Joseph Wallen, 5th great-grandfather served in the Revolutionary War in the militia of Montgomery County under Captain Harmon Cox 1777.  Montgomery County men took Oaths of Allegiance to the Commonwealth of Virginia in 1777-1779 and Joseph, John and Thomas Wallen signed the Oath in the company of Captain John Cox.
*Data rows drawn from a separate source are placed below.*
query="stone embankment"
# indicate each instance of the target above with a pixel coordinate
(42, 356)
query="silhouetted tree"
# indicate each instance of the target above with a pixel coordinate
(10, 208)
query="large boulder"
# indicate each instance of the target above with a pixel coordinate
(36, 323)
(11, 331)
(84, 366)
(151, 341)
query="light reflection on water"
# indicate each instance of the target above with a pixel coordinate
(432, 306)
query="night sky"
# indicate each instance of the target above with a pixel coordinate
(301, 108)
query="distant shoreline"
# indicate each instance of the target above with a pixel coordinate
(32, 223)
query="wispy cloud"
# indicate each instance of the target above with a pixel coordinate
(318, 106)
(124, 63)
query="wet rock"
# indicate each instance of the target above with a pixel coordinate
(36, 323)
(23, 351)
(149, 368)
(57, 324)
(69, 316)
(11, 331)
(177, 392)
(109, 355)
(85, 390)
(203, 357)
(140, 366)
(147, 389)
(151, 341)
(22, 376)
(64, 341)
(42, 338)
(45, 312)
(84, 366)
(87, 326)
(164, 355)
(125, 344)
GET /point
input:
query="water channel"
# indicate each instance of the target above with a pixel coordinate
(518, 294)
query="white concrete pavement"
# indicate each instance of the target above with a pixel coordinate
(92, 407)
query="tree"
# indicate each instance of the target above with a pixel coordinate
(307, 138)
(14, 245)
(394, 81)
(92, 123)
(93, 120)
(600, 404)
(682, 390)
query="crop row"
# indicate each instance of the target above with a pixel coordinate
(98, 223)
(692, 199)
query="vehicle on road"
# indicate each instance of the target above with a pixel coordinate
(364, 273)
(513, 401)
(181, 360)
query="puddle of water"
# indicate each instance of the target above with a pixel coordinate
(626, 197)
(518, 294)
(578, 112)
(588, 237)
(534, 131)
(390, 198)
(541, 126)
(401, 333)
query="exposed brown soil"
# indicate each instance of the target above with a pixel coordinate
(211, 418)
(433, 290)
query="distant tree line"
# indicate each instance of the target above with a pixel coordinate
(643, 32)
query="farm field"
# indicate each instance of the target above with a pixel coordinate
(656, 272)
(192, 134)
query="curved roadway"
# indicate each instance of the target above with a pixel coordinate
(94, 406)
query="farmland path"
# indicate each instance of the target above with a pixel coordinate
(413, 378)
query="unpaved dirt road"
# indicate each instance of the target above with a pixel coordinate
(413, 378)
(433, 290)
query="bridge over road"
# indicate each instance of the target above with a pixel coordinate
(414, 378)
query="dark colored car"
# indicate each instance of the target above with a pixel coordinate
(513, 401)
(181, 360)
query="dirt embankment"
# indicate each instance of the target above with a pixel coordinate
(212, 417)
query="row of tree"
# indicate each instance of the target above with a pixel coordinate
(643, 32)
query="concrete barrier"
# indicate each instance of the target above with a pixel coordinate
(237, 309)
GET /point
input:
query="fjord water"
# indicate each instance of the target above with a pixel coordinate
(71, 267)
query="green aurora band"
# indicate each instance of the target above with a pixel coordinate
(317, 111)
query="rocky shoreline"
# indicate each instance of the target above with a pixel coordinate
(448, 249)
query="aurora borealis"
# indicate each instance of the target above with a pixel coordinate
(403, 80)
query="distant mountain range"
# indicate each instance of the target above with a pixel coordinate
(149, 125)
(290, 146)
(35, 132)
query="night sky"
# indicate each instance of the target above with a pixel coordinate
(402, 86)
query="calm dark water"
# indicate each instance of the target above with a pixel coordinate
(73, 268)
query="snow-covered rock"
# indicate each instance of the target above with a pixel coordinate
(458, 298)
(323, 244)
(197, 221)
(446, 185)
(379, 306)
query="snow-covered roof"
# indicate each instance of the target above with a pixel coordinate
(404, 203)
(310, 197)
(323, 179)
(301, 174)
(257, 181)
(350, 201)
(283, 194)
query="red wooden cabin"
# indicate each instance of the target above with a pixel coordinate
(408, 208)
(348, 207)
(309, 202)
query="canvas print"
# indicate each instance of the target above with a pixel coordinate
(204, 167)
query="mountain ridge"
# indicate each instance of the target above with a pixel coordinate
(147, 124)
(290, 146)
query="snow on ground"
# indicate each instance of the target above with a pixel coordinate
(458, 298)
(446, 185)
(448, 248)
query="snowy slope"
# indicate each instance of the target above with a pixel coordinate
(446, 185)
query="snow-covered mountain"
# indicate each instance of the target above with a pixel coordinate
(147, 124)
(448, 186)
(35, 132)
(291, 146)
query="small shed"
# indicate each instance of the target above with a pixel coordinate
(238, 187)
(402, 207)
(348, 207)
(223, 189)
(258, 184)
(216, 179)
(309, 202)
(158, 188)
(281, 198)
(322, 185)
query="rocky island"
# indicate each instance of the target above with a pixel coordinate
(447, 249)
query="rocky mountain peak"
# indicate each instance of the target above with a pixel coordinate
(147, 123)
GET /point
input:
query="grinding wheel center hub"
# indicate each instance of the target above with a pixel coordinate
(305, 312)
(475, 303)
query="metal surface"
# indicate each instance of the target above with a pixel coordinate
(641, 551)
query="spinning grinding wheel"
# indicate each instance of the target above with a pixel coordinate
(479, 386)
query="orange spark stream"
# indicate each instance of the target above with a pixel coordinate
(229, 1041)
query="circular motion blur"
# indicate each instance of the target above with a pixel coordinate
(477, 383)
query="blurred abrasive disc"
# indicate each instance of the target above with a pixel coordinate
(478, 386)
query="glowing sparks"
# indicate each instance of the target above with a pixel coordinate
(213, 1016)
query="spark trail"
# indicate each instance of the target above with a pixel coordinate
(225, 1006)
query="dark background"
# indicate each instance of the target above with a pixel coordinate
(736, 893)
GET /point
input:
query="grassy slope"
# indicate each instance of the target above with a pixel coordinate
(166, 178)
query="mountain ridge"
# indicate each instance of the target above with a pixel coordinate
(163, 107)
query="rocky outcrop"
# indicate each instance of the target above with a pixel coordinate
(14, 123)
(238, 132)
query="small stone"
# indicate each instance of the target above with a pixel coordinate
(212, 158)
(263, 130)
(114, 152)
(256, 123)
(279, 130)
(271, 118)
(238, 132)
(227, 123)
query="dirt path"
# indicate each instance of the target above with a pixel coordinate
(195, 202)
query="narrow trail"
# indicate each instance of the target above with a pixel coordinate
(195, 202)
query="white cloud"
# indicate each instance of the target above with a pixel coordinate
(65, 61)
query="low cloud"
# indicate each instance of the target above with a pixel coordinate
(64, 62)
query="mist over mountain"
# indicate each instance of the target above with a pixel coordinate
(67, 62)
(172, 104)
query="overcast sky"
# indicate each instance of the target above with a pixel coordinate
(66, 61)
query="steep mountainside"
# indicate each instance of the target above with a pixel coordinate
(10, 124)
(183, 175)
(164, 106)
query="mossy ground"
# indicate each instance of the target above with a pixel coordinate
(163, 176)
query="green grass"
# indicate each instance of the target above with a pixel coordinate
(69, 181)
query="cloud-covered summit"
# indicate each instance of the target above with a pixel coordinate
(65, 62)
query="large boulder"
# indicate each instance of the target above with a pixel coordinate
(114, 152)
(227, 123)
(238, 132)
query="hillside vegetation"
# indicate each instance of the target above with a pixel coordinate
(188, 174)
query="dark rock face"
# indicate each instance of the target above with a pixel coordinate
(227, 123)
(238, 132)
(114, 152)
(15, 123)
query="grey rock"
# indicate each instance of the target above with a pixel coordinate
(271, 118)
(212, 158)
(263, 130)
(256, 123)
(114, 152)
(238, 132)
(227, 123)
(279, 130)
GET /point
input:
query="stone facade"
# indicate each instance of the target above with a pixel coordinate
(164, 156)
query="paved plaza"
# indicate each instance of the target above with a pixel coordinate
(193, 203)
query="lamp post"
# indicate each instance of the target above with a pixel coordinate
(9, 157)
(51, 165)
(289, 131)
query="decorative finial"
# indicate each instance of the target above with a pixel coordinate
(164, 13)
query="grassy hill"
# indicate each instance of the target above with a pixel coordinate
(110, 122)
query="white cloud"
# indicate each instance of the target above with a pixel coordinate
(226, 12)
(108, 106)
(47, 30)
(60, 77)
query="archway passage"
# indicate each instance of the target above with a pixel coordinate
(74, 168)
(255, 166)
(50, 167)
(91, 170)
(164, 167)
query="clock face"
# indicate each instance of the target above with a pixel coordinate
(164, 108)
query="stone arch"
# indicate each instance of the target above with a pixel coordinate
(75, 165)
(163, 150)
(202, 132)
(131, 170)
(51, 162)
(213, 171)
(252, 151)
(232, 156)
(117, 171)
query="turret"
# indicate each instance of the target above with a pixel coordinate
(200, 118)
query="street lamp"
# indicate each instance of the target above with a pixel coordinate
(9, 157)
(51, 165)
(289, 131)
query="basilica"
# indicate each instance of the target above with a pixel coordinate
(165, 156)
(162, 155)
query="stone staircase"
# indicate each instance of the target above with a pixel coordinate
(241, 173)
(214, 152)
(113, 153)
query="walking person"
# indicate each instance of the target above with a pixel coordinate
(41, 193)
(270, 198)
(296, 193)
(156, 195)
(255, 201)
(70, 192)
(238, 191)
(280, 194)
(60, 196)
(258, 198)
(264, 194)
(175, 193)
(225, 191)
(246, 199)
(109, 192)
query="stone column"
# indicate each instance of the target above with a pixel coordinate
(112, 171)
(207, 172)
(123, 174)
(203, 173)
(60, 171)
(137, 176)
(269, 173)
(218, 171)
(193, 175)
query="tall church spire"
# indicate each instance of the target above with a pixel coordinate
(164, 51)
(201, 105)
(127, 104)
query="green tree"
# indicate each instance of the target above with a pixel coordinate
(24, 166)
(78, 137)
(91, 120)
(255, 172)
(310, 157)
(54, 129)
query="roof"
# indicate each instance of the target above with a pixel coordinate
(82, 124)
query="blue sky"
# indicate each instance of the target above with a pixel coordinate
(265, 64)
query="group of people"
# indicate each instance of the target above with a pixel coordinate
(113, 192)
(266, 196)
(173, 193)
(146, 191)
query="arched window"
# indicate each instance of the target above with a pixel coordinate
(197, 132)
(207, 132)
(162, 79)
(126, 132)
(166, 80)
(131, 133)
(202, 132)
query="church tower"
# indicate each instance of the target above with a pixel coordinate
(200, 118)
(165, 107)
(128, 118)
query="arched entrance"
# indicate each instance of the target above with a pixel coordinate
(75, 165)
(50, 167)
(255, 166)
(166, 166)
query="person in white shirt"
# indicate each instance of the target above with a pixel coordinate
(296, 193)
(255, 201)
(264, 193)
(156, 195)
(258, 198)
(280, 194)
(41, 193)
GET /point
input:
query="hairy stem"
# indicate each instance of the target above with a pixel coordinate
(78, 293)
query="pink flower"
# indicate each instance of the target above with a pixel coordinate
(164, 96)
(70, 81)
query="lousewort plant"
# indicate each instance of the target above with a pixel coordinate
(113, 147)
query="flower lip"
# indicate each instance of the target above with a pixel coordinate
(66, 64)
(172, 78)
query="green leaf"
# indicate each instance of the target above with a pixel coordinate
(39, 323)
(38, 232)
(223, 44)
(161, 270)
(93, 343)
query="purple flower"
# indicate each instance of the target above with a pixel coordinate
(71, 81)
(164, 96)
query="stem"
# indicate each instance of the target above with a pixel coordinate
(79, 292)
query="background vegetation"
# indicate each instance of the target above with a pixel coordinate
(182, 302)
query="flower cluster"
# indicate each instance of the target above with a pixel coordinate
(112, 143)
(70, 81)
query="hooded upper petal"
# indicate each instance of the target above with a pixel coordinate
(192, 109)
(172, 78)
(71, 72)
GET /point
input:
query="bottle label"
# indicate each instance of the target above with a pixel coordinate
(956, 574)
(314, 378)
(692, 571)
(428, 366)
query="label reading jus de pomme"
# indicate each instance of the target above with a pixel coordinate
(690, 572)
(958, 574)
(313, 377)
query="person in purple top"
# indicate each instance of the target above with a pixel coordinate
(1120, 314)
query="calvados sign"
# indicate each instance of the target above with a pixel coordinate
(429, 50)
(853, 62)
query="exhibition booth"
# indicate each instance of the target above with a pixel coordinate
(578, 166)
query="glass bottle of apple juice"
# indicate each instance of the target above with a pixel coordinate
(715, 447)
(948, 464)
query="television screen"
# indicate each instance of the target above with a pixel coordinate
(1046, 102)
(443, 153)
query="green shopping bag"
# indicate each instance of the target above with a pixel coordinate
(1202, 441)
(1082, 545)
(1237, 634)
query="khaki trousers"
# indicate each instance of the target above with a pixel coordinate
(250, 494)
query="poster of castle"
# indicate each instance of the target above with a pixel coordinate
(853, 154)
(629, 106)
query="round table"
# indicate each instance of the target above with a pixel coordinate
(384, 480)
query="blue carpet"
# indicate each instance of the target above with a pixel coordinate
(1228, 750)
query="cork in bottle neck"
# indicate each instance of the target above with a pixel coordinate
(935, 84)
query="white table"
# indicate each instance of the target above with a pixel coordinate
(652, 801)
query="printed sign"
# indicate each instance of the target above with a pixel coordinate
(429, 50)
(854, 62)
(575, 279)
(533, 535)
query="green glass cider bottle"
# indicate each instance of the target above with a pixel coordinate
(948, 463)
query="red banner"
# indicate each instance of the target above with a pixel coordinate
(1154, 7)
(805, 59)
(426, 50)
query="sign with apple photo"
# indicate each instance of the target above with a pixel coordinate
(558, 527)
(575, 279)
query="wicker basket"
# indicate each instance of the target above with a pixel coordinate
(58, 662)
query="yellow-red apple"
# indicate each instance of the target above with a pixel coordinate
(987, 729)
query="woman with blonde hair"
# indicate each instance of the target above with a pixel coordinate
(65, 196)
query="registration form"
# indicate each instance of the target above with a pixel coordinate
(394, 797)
The Oaths are found in the Montgomery County courthouse in Entry Book A page 104 and 106 of Fincastle and Montgomery Counties, Virginia

Wallen’s Ridge in Southwest Virginia and Wallins Creek and town of Wallins in Harlan County, Kentucky are named for the Walling brothers.  From Tennessee Cousins by W. S. Ray, page 163 “… The Indian Traders and what was called the ‘long hunters’, of course had been through the country before the Indians had consented…  Men like Daniel Boone, the Wallens … had seen the country …”

General Lord Cornwallis’ Army marched northward through the Carolinas and Colonel Patrick Ferguson, …  sent a threat to the “Over Mountain Men” if they did not cross the mountains and take the oath of allegiance to King George William Frederick III, that he would cross over “hang their leaders and lay their country to waste” and destroy “wityh fire and sword”.  Ferguson and Cornwallis underestimated these men.  Cornwallis sent Ferguson on ahead to cover his left flank while dealing in another area of battle and Ferguson set up camp on a rocky hilltop called King’s Mountain in Western South Carolina.

The militia was called into actions; 910 men answered the call as Patriots but were two days’ travel away.  Ferguson delayed moving east giving the militia time to arrive.  They left October 6, 1780 that night, marching all night and into the next morning October 7 through rain with 15 miles to go to arrive at King’s Mountain in early afternoon.  Around 3:00 o’clock the commanders of the militia immediately launched the offensive, breaking the men into units of 200 to attack from all sides, being below the ridge where Ferguson was, a difficult task.  Commanders told the men “Don’t wait for the word of commence.  Let each one of you be your own officer and do the very best you can.”  “Shout like Hell and fight like devils.”  They were described as “a race of hardy men who were familiar with the use of the horses, rifle and stout, active, patient under privation and brave”.  The battle was described later as the largest “all American Fight”; the Loyalist militia and Patriot militia being almost all Americans.

Ferguson didn’t realize that these men had endured hardship, discomfort, hard work, Indian incursions and even their woman were strong surviving in the back county for 30 years.  Many men were also Scots, Irish and German and had endured decades of persecution at the hands of English and Germanic nobility

Ferguson was killed; most of his men surrendered from a force of 1,125 to the Patriots with a force of 910 men.  Of Loyalist 668 were taken prisoner, 163 wounded and 244-290 killed; the Patriots suffered 28 killed and 58-60 wounded.  Three to survive were grandpa Joseph Walling, brother Elisha and Daniel Boone’s father John.  The battle lasted 65 minutes.  President Thomas Jefferson said “The turn of the tide of success” was the battle of King’s Mountain.”  Joseph returned to backwoods life, killed by Indians in 1792 in Kentucky.  Because of his early death, he did not receive a pension and his wife Millicent died in 1800.